The "traffic pumper", on the other hand, proudly exploits all of the regulatory opportunities available to it . . . much like their contemporary cousins, the really inefficient high-cost carriers that take the most money (per line) from the Universal Service Fund. [Hint, these could be the next TeleComSense Real Industry Innovators] [In fact, some of the pumpers do both - bill carriers for access charges and the government for USF!] In a nutshell, the most admirable quality of the traffic pumper is that, like the early native Americans, they use all of the telecom laws--and sometimes even more. No waste, but no worries because the FCC almost always makes it right in the end. Why? Because, with apologies to Eminem, only the FCC can say, "we're the ones that made you." So, without further delay, we salute you, Mr. Traffic-Pumper, Access-Stimulator Guy!
TeleComSense Presents Real Industry Innovators
(Real Industry Innovators)
Today, we salute you, Mr. Traffic-Pumper, Access-Stimulator Telecom Guy!
(Mr.
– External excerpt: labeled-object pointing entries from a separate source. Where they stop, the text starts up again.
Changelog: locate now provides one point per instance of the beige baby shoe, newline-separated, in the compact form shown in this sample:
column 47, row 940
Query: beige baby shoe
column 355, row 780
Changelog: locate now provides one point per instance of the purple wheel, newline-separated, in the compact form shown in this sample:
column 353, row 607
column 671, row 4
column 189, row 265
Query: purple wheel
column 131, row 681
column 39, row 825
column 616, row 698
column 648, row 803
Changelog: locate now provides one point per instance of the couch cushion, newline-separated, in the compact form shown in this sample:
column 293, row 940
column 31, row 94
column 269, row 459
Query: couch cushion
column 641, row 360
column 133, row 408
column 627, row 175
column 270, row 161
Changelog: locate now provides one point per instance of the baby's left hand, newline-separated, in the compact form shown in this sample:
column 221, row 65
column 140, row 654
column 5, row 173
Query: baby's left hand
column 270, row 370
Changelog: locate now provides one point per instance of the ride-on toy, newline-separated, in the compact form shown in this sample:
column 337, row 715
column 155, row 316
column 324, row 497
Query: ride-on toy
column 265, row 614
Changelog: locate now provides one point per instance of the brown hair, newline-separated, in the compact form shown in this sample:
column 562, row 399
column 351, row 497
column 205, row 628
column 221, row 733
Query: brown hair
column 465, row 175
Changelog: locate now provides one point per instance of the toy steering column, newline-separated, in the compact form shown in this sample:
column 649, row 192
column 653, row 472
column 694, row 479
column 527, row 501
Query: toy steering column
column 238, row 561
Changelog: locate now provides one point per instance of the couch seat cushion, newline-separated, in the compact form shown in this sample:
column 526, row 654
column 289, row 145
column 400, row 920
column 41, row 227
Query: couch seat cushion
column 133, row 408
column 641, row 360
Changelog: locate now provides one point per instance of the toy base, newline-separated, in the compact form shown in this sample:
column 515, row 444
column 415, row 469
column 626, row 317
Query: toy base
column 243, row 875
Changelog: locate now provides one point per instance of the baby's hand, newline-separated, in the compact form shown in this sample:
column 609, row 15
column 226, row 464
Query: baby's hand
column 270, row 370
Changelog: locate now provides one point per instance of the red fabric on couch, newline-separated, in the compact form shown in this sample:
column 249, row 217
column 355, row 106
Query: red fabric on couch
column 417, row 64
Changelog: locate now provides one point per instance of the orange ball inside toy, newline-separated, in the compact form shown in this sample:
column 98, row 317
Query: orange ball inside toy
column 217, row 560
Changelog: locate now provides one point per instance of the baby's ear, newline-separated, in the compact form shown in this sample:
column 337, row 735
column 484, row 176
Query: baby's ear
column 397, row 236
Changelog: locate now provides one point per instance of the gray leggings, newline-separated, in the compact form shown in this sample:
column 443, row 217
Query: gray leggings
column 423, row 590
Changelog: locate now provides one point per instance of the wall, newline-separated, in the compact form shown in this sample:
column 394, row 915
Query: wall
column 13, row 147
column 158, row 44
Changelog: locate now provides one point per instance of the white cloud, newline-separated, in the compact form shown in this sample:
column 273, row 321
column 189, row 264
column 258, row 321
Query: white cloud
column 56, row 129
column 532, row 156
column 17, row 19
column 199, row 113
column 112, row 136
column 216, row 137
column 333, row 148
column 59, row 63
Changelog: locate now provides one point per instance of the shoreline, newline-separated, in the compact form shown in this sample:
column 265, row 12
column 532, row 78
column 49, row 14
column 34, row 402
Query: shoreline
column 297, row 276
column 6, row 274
Traffic-Pumper, Access Stimulator Guy)
The population of your entire service territory could fit
into just two Greyhound buses.
(That's not much traffic.)
Yet, with the equipment you could store in just one luggage compartment of one bus, you could terminate all the calls to the New York Stock Exchange in one year
. . . all without serving one additional human in your service territory.
(Busy, busy, brokers . . . now we're cookin')
They say some guys have a license to steal, but you got yours
from the Federal Communications Commission under
Section 214 of the Communications Act!
(Take that Howard Stern!)
So, crack open a cold Bud Light, Mr. Orchestrator of the Arbitrage, and
enjoy the minute-upon-minute, thousands of times a minute, cascade of the Cold Hard Cash, you earned it, and even if you didn't . . . it's the law!